CubaNews / May 2005
By Larry Luxner
From Alabama to Vermont, state governments are enthusiastically sending trade missions down to Havana, eager to do business with the Castro regime despite opposition from the Bush administration.
Louisiana Gov. Kathleen Blanco, who visited Cuba in mid-March, returned with a commitment from Cuban purchasing agency Alimport to buy $15 million worth of Louisiana food and timber products.
Likewise, North Dakota officials say Cuba has signed a contract to buy 5,000 metric tons of dry peas for immediate delivery — a deal worth nearly $1 million for the state.
Eric Bartsch, executive director of the North Dakota Dry Pea and Lentil Association, says that’s just the tip of the iceberg.
“The biggest thing out of that meeting was their commitment to buy 20,000 metric tons in the next 18 months,” Bartsch told the Minot Daily News. “It’s a deal similar to last fall, and it’s an intent to buy, but now export companies can start negotiating for sales.” Cuba purchased 20,000 tons of North Dakota peas last year. The country has purchased $5.5 million worth of North Dakota dry peas and beans in the past five years.
Greg Johnson, president of Premier Pulses International Inc. in Minot, said the initial 5,000-ton sale will be green peas.
Future shipments may be yellow or green peas or both, depending on an agreed-upon price prior to shipment.
Pedro Alvarez, chief of the Cuban food purchasing agency Alimport, told the delegation his entity would pursue contracts with North Dakota companies for sunflowers, beef, malt barley, soybeans, chickpeas, lentils, potatoes and other commodities.
“We generated some sales and spent a considerable amount of time on other products," said Johnson. “That includes flax, wheat, some mustard and beef genetics.”
North Dakota is the No. 1 dry-pea producer in the United States, with 315,322 acres of peas under cultivation.
Alimport has also signed a general promise to buy food — mainly apples, milk powder, mayonnaise and livestock — from Vermont. The agreement, signed earlier this month by Alvarez and Vermont Sen. Jim Jeffords, did not specify any quantities or dollar amounts.
Jeffords, an independent who plans to retire this year, said he’d do all he can to lift the embargo and “promote closer relations between our peoples and our two governments.”

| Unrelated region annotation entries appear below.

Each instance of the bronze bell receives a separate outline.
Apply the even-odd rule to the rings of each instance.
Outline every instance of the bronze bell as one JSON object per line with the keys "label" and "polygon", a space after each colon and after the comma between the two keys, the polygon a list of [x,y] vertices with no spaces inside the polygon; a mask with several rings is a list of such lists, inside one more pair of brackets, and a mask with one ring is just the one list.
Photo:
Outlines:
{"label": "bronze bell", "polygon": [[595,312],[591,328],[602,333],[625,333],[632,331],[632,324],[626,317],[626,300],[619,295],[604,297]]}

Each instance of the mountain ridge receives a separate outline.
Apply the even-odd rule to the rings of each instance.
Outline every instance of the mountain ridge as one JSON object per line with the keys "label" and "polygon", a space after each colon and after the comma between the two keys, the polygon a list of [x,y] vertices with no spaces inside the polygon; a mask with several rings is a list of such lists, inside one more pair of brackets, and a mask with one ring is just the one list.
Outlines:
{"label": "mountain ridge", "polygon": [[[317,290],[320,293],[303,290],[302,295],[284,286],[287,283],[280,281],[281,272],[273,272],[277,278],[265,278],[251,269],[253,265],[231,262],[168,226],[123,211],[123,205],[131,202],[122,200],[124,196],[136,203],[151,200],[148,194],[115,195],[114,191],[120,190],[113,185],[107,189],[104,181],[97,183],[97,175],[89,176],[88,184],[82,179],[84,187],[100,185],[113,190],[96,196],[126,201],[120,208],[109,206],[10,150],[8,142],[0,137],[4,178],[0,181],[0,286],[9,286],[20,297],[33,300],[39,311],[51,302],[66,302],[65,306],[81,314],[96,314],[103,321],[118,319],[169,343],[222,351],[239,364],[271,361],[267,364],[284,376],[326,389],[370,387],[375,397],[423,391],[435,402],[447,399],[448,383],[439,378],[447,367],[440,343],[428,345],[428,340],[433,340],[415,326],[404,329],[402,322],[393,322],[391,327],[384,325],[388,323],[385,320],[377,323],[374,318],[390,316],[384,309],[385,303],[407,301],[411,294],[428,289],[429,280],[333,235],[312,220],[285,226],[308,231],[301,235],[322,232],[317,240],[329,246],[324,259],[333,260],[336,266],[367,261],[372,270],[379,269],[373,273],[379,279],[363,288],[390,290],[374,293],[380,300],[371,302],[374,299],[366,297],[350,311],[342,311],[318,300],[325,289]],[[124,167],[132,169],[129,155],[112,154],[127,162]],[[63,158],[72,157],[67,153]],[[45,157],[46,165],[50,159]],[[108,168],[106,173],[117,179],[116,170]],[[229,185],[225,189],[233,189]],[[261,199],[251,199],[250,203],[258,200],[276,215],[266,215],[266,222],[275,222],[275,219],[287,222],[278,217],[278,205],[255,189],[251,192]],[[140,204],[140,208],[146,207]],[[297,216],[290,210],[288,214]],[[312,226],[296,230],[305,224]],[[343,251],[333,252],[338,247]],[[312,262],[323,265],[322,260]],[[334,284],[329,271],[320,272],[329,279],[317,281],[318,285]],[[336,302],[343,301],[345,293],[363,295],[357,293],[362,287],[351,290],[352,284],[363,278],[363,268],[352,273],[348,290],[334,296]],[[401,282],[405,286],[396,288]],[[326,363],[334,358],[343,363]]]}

On the last day of the 5-day congressional trip, Jeffords, his wife Liz and some top aides were granted an audience with Fidel Castro.
According to the Burlington Free-Press, the senator told the old revolutionary that Castro had caused the anti-communist Republican politician big problems over the years be-cause his wife had been a strident Castro supporter during her high-school years.
Castro motioned to Mrs. Jeffords and told her “come right here and sit next to me.”
After that, Castro repeatedly told the senator he should listen more to his wife. “Liz was the real focus after that,” Jeffords told the newspaper, clearly amused by it all. “I was just some guy in the room.”